I Ricchi e Poveri in paillettes fucsia sono meravigliosi. Come si toglie la stola con il boa Angela, nessuna al mondo. La sua mossa da matadora è inimitabile. La verità è che il palco dell’Ariston ormai gli sta stretto. Per loro solo il Bellagio di Las Vegas.

Rose Villain è così bella che sembra una dei replicanti di Ridley Scott in Blade Runner. Statuaria e perfetta. L’abito monospalla di Balenciaga sfida ogni legge di gravità. Forse la canzone è troppo avanti, ma cosa importa, noi vogliamo vederla in Dune, parte terza Eroina del nostro incerto futuro. Ghali in guanti bianchi stona terribilmente, ma resta un grande, anche se Mahmood lo presenta con lo sguardo torvo di Oliver in Saltburn.

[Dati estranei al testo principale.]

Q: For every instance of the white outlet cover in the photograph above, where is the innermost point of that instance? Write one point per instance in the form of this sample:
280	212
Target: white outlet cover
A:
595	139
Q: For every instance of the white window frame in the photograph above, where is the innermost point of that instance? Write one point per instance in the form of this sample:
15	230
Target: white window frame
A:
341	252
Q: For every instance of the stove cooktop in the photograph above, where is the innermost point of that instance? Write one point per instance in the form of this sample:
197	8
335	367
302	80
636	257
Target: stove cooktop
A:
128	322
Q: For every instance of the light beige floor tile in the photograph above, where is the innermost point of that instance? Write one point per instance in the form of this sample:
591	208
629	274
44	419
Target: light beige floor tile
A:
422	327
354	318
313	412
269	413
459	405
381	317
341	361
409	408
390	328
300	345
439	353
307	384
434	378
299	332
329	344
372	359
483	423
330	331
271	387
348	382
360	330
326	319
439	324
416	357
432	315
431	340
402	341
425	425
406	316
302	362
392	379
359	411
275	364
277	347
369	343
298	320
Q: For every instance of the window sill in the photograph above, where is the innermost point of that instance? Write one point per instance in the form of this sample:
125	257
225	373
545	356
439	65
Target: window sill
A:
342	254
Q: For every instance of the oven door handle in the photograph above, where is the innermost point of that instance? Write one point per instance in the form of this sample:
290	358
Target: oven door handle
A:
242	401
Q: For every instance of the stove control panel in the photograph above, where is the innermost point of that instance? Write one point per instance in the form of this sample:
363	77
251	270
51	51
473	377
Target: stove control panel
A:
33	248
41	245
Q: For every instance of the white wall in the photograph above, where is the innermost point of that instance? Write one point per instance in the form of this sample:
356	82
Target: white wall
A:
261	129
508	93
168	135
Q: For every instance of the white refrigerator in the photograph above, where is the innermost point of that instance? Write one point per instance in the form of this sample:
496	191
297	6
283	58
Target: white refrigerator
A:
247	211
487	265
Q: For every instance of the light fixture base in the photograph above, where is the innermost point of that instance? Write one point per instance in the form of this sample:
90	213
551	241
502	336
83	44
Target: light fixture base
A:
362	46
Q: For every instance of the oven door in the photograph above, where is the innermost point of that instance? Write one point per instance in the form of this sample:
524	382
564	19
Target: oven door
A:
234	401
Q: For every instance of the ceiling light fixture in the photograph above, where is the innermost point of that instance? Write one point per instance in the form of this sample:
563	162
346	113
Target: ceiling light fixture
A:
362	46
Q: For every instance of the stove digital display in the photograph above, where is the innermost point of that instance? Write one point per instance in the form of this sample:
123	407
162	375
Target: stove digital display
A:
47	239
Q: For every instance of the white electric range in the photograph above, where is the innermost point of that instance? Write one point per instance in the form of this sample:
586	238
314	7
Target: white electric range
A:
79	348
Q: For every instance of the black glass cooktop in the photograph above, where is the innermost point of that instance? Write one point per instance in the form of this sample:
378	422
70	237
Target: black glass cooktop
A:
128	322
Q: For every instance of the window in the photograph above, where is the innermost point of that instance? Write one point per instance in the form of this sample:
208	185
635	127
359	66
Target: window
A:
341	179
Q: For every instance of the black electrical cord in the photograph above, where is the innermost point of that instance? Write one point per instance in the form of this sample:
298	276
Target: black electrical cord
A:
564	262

I cattivoni dovevano essere La Sad, invece sono dei gran bravi ragazzi. Portano sul palco il suicidio dei giovani (numeri in crescita spaventosa) e ci rassicurano che i rapporti familiari si possono sempre recuperare. Figli di Paolo Crepet, più che dei Sex Pistols. Poi hanno rubato la borsetta di Giulia Salemi e duettato con Orietta Berti, entrando di diritto nella Storia.

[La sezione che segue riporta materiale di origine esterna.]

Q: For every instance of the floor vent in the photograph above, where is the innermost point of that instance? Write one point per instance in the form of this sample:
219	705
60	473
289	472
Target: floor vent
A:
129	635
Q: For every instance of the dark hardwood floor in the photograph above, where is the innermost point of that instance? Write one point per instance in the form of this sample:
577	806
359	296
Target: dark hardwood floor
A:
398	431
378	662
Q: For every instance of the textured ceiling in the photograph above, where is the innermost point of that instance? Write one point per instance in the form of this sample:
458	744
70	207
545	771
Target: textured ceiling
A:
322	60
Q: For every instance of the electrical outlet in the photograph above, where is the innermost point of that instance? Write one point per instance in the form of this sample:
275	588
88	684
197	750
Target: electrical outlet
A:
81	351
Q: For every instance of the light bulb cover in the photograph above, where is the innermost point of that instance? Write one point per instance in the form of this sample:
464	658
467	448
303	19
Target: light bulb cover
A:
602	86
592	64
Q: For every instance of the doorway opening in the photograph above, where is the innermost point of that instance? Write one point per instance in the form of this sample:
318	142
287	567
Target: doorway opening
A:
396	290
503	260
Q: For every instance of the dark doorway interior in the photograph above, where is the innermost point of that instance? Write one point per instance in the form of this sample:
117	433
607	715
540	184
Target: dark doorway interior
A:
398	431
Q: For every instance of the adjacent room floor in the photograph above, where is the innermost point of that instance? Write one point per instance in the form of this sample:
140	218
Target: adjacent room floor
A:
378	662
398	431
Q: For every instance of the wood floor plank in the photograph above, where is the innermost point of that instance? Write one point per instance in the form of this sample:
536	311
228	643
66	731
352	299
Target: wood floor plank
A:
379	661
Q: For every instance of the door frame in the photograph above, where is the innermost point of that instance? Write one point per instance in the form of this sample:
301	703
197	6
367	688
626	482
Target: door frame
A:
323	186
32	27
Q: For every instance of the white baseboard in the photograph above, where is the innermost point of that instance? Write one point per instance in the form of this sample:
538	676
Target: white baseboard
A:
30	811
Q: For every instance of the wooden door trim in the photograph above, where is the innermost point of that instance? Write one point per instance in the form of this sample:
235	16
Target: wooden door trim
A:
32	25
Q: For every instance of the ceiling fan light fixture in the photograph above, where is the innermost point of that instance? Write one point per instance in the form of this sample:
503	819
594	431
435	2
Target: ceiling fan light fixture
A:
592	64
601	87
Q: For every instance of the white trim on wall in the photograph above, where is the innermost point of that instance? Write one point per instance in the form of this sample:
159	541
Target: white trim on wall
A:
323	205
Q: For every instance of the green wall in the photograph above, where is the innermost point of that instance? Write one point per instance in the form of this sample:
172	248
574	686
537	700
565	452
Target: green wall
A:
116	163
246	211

Ci assalgano leciti dubbi: ma perché a un grande come Diodato hanno fatto quel taglio da munaciello? Non ci diamo pace. Come non ci diamo pace che Terra Promessa di Ramazzotti abbia 40 anni. Amadeus è sadico con queste celebrationda dentiera. Per noi, ragazzi di ieri, la terra promessa è rimasta una chimera, ma almeno Eros stavolta ha letto il gobbo.

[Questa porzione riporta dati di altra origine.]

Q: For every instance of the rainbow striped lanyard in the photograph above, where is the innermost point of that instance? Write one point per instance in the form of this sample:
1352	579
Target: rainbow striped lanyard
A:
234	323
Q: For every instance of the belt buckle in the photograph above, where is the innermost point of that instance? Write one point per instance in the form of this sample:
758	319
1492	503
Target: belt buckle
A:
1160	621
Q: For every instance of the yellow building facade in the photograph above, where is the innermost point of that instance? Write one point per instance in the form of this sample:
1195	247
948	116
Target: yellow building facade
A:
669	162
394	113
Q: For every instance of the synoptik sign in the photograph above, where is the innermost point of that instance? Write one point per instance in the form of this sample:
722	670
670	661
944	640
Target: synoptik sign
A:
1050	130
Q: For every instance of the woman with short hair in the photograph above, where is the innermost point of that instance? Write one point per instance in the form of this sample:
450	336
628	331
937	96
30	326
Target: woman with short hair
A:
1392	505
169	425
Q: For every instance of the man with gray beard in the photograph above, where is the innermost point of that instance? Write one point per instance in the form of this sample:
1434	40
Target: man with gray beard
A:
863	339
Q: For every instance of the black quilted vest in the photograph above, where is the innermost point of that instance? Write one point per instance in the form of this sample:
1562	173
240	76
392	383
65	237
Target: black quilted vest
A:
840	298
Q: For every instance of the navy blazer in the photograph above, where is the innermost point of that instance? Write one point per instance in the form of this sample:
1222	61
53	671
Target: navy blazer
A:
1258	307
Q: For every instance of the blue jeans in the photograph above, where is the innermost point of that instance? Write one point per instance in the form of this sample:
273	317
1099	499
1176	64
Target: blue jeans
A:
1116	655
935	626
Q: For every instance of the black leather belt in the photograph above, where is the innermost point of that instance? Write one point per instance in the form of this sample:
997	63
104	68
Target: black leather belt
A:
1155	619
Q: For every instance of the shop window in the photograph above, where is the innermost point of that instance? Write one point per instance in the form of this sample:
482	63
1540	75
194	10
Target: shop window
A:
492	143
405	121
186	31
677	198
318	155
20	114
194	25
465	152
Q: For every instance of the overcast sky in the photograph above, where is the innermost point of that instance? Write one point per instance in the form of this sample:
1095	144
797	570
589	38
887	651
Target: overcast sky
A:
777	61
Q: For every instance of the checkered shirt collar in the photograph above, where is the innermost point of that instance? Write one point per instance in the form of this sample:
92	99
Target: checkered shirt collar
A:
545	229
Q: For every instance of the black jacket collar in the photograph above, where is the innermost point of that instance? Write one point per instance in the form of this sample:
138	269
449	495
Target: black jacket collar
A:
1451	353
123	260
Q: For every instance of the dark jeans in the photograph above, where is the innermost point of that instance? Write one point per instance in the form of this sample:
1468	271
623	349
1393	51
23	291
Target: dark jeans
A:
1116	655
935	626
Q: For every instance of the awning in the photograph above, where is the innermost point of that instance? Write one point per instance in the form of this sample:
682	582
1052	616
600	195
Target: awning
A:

E poi c’è lei. Teresa Mannino, «Strepitosa mina vagante», «La versione femminile di Fiorello», «Il prossimo Sanremo deve condurlo lei», «La volevamo tutte le serate», «“Su questo palco ci sono più nasi che canzoni”, genia», «La migliore», postano radiosi i social. In rosa con le piume è deliziosa, gli occhiali progressivi da Mrs.Doubtfire sono così chic. Dice molte cose, su alcune, confessiamo che dobbiamo riflettere. Ma ha tutta l’intelligenza, la potenza scenica, l’energia per bilanciare un Ama sinceramente provato. Ci spiega che abbiamo il 60 per cento di patrimonio genetico uguale alle banane. E la cosa ci turba. Ma d’altronde che la vita non abbia alcun senso è una ragione di vivere, la sola del resto, scriveva Cioran. Per questo si ama Sanremo e la Teresa di più. Ci racconta la società del matriarcato delle formiche tagliafoglie, dove i maschi servono solo alla copula. Comandano le formiche e sono loro che scelgono il sesso dei nascituri. «Naturalmente femmine». A dirla così potrebbe sembrare anche una cosa carina, ma se ci si ferma un secondo e si riflette, a noi non pare un’idea granché. Come sarebbe il mondo senza Gianni Morandi che alle due di notte, fresco come una rosa di bosco, sotto la pioggia canta “Ritornerò in ginocchio da te”. E poi Bresh con il suo Guasto d’amore, che per noi, che con quella faccia un po’ così, quell’espressione un po’ così, abbiamo visto Genova, ci ha fatto piangere (in curva a Marassi). E vogliamo anche Gazelle, imbarazzato dietro gli occhiali neri mentre spizza il seno marmoreo di Rose, Giuliano Sangiorgi che bacia sulle labbra (certo, ci voleva il limone perché fosse davvero Sanremo) Emma, Sangiovanni che ce la mette tutta, anche se si sente che qualcosa dentro di lui fa male. Un mondo di sole donne sarebbe la cumbia della noia. E crediamo che alla fine manco si risolverebbe il problema del potere su e il potere di. Comunque, stasera non ci annoieremo. Ci dicono che arriveranno i Jalisse. L’attesa è stata lunga (27 anni), ma saranno fiumi di felicità. Così ci prepariamo in trepida attesa alla serata delle cover con l’amore in bocca (per citare quei benedetti, imprescindibili, ragazzi dei Santi Francesi). E, viva sempre l’Amerigo Vespucci.